WESTVILLE, N.S. - Mary Taylor will never forget the terror that came over her 21 years ago when she realized her daughter wasn’t breathing.
Taylor was driving to their home in Freetown from Charlottetown, with her 11-day-old girl and her sister-in-law, Wendy, when she realized something was terribly wrong.
Taylor remembers exactly where it happened and when. They were on Route 2 just outside Springvale on July 27, 1997.
“It was absolute terror,’’ Mary said. “I was in the backseat with her, so I noticed that she just wasn’t behaving normally. I wiped her face with a cloth and she didn’t move. It was a hot day and I was trying to cool her down.
“Then, I started doing the flicking and pinching (thing) and trying to get her to move and that’s when I noticed her lips were a little blue. That’s when I started yelling at my sister-in-law to pull over. It was terrifying, absolutely terrifying. It was definitely a life-changing moment.’’
Wendy started performing artificial respiration on Emma while Mary attempted to flag down motorists on the highway. Quickly, two vehicles pulled over.
Mary believes one woman was a nurse but knows she definitely had medical training.
“She knew what she was doing. She started doing some artificial respiration on her as well, checking her pulse and did some other first aid.’’
In the other vehicle that stopped was an older couple from Kensington who offered to drive them to the Queen Elizabeth Hospital “because now we had a little group of people and we only had a car’’.
The nurse continued to check on Emma’s vitals, telling Mary that she was getting a really low pulse to comfort the anxious mother.
“It wasn’t until we got to the hospital . . . and laid her on a gurney that Emma started to cry. At that moment, I was able to breathe again.’’
Now, Emma and her parents, Mary and Shawn, who live in Westville, N.S., want to find the people who stopped to help that day.
“It was such an overwhelming time that I never got anyone’s names other than very minor details about who they were,’’ said Mary.
Emma Taylor told The Guardian that she’s always had the incident in the back of her mind.
“I want to meet these people,’’ Emma said. “Not only did they save my life, but they also saved my parents. I know that if I had died that day it would have completely ruined them and I’m not sure my younger sister, Grace, would exist because of the loss that they would have gone through.’’
After many tests and consultations with specialists, it was determined the most likely cause of Emma’s unresponsiveness was that she had suffered a SIDS (Sudden Infant Death Syndrome) event that was somehow caught and reversed by everyone involved.

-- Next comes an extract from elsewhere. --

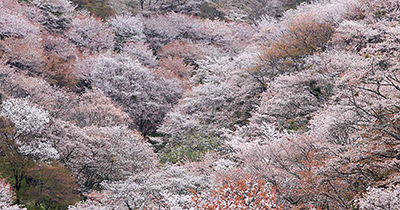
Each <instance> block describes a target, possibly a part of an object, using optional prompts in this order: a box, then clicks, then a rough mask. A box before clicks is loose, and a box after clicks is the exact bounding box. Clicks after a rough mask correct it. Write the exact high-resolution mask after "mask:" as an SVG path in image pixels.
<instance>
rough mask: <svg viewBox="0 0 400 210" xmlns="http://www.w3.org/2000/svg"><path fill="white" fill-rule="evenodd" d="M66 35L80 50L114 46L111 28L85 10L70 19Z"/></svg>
mask: <svg viewBox="0 0 400 210" xmlns="http://www.w3.org/2000/svg"><path fill="white" fill-rule="evenodd" d="M66 35H67V37H68V38H69V39H70V40H71V42H72V43H74V44H75V45H76V46H77V47H78V48H79V49H80V50H85V49H87V50H89V51H90V52H100V51H103V50H109V49H113V47H114V33H113V30H112V28H111V27H110V26H108V25H107V24H105V23H103V22H102V21H101V20H100V19H98V18H95V17H93V16H91V15H89V14H88V13H87V12H81V13H79V14H78V15H77V16H76V17H75V18H73V19H72V22H71V29H69V30H68V32H67V34H66Z"/></svg>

“I am grateful and truly thankful to everyone involved that day,’’ said Emma.
The family is now reaching out through social media and the media to try to find the people who helped out that fateful day to thank them.
They thought about doing it a year ago on the 20th anniversary, but time got away from them.
“We thought about it from their point of view,’’ Mary said. “If we were ever involved in something like that we would like to know what the rest of the story was. We’d like them to know that she’s good and wonderful and grew up to be a wonderful young lady.’’
Emma is in her last year in the bachelor of science program at UPEI and will move to Dalhousie next year to take her masters. Her goal is to go into occupational therapy.